Finally, Ms. Ballantyne testified that when TLC received the form requesting information from Dos Palos that did not reference the pursed-lips incident, TLC was obligated to "make [her] aware of [the pursed lips incident]." (Doc. 38, Exh. B, Ballantyne Depo., 197:25-198:3.) Nonetheless, Ms. Ballantyne did not explain how TLC was to accomplish that given there was no reference to the incident on the form or what follow-up TLC was obligated to undertake with Dos Palos under the agreement. (Doc. 38, Exh. B, Ballantyne Depo., 197:25-198:3.) Ms. Ballantyne's testimony does not contain facts that raise a triable issue that TLC's duty to contact former employers included further actions; her testimony constitutes a conclusory allegation that TLC had a duty to discover the pursued-lips incident. One Parcel of Real Property, 904 F.2d at 492 n.3 (conclusory allegations do not suffice to raise triable issues of fact). Drawing all inferences in QBE's favor and construing Ms. Ballantyne's testimony in the light most favorable to QBE, the testimony is insufficient evidence for a reasonable jury to conclude that TLC was obligated to contact prior employers for information beyond that which TLC sought from Dos Palos or to make additional contact with Dos Palos.

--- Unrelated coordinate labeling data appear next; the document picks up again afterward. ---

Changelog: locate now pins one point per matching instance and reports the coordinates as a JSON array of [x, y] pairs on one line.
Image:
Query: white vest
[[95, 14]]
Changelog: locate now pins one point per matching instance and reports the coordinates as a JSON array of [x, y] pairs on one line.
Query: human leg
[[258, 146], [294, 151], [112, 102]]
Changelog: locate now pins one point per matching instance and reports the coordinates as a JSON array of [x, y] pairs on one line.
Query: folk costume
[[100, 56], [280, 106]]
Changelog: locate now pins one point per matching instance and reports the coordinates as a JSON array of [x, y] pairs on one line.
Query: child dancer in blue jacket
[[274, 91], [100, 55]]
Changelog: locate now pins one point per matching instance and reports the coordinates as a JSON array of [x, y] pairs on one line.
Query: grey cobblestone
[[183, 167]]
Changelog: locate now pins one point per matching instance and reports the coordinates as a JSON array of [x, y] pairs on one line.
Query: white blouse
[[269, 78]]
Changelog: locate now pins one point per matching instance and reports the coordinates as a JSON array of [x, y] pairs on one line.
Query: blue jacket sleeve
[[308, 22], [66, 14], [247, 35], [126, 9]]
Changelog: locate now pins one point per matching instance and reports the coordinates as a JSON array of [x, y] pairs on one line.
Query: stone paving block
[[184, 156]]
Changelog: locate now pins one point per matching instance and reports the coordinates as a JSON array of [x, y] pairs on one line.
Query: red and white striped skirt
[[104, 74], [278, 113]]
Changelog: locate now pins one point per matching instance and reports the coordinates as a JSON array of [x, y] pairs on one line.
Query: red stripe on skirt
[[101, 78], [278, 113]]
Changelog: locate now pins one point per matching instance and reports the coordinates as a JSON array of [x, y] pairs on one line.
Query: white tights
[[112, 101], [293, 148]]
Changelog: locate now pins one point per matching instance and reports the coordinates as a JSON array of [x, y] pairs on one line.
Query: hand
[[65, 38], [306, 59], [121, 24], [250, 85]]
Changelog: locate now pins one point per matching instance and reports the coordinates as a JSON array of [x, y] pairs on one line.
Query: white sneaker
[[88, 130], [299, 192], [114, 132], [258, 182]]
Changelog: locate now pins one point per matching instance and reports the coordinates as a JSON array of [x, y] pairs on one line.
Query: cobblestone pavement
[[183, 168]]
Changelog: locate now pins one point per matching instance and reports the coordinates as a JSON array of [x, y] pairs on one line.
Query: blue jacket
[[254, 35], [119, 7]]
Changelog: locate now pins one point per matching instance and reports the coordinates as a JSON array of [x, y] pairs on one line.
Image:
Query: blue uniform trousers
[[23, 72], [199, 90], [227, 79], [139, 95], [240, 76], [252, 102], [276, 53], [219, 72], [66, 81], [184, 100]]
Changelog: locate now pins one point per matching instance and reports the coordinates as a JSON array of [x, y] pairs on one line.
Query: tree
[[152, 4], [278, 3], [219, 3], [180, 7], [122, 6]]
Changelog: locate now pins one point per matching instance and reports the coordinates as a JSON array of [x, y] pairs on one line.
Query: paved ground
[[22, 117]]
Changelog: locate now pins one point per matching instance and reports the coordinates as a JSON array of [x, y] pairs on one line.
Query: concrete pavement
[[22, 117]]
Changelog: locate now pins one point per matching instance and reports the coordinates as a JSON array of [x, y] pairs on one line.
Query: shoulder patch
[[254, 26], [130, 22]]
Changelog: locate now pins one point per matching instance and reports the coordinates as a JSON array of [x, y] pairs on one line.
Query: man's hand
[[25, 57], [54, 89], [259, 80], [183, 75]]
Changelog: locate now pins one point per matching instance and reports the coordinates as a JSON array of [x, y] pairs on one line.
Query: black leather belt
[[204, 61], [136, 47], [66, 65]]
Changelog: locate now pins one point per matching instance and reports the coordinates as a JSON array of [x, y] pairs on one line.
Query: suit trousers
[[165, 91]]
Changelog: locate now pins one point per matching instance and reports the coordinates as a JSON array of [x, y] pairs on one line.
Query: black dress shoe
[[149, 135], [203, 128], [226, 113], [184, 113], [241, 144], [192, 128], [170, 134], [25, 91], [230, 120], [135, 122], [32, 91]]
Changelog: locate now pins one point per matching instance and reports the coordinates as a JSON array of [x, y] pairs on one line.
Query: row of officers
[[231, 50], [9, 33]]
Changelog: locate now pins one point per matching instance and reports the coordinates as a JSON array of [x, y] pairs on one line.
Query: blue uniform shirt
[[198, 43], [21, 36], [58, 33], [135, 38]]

As to Ms. Mitchell, she testified that on behalf of its clients, TLC contacted prior employers by sending them a form requesting certain information. (Doc. 38, Exh. C, Mitchell Depo.,66:16-67:13.) She testified that TLC forwarded this form to Dos Palos, Dos Palos completed the form and returned it to TLC, and TLC forwarded the form to Safe Harbor. (Doc. 38, Exh. C, Mitchell Depo.,66:16-67:13; 69:1-23.) She reported that TLC made no personal contact with Dos Palos, and Safe Harbor never requested that TLC contact Mr. Chavez' prior employers in person. (Doc. 38, Exh. C, Mitchell Depo., 68:3-21.) As with Ms. Ballantyne's testimony, this does not provide evidence that TLC was obligated to contact former employers in a manner other than sending the form to Dos Palos, that TLC was to make personal or additional contact with Dos Palos, or that Safe Harbor asked TLC to do so.

QBE offers testimony from Timothy Woodward, a manager of human resources for Dos Palos who was involved in disciplining Mr. Chavez related to the pursed-lips incident. (Doc. 38, Exh. H.) While QBE cites this testimony, QBE does not set forth its relevance. Mr. Woodward explained the pursed-lips incident and his role in disciplining Mr. Chavez (Doc. 38, Exh. H, Woodward Depo., 9:19-11:23), and testified that he reported the incident to his immediate supervisor, the principal of Dos Palos (Doc. 38, Exh. H, Woodward Depo., 12:4-18). Mr. Woodward also testified that if a prospective employer was seeking information, that employer would be directed to Mr. Weagel, the transportation director. (Doc. 38, Exh. H, Woodward Depo., 24:1-25:25.) This is insufficient evidence to establish the extent and nature of TLC's duty in contacting Mr. Chavez' prior employer.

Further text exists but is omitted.